Bitcoin è un crescente problema ambientale che le rinnovabili non possono risolvere, conclude una ricerca dell’economista Alex de Vries.
di Mike Orcutt
Nel paper pubblicato su Joule, de Vries, divenuto famoso per le sue allarmanti considerazioni sul consumo energetico e l’impronta di carbonio di Bitcoin, aggiorna la sua cupa previsione. La rete, che si affida a un oneroso processo di “estrazione” per validare il registro delle transazioni, utilizza tanta energia quanto la totalità dell’Ungheria.

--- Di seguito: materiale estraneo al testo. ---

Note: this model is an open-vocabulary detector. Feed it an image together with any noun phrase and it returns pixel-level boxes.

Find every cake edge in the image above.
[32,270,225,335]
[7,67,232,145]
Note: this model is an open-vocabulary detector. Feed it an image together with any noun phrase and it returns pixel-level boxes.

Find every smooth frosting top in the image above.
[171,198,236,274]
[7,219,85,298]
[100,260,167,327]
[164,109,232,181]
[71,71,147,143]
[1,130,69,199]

Vries stima che una singola transazione consumi fra i 491 e i 766 kWh, contro gli 0.4 kWh consumati da una transazione non monetaria attraverso i canali della tradizionale industria bancaria. Oltretutto, una transazione in Bitcoin emetterebbe fra i 233 e i 364 kg di anidride carbonica, contro gli 0,4 grammi per una transazione Visa e gli 0,8 grammi per una ricerca su Google.
C’è chi mette in discussione le stime di de Vries ed altri economisti sul pericolo ambientale rappresentato da Bitcoin, citando prove del posizionamento di molte delle strutture per il processo estrattivo in regioni del mondo che offrono energia rinnovabile a un prezzo economico. Si stima, ad esempio, che il 48% delle capacità estrattive nel mondo risiedano nella provincia di Sichuan, in Cina, che dispone di un esubero di energia idroelettrica. Eppure de Vries scrive che la capacità produttiva della provincia sia fino a tre volte superiore nella stagione delle piogge che nei periodi più asciutti. Per quanto i minatori possano sfruttare questo esubero di energia, le loro operazioni vanno a incrementare la domanda annua sulla rete elettrica; domanda che, nelle stagioni più asciutte, viene spesso risolta bruciando carbone.
L’impiego di fonti rinnovabili non risolverò nemmeno il problema di Bitcoin con i rifiuti elettronici. Secondo de Vries, l’ammasso di chip obsoleti supererebbe enormemente la quantità di rifiuti elettronici generati dal settore bancario. La rete potrebbe diventare più sostenibile passando a processi più efficienti, quali il proof of stake, o sviluppando metodi per eseguire più transazioni senza ricorrere alla blockchain principale.
Il metodo utilizzato da de Vries per calcolare l’impronta energetica di Bitcoin è stata criticata, in particolar modo da Jonathan Koomey, un ricercatore ed autore di diversi paper sul consumo energetico dei data centers. Lo stesso Koomey, però, ammette che è difficile scoprire con esattezza quante stazioni di estrazione operino nel mondo, da dove e con quale sistema di raffreddamento. La scarsità di dati a riguardo ci coglie impreparati riguardo la portata di questo problema potenzialmente enorme.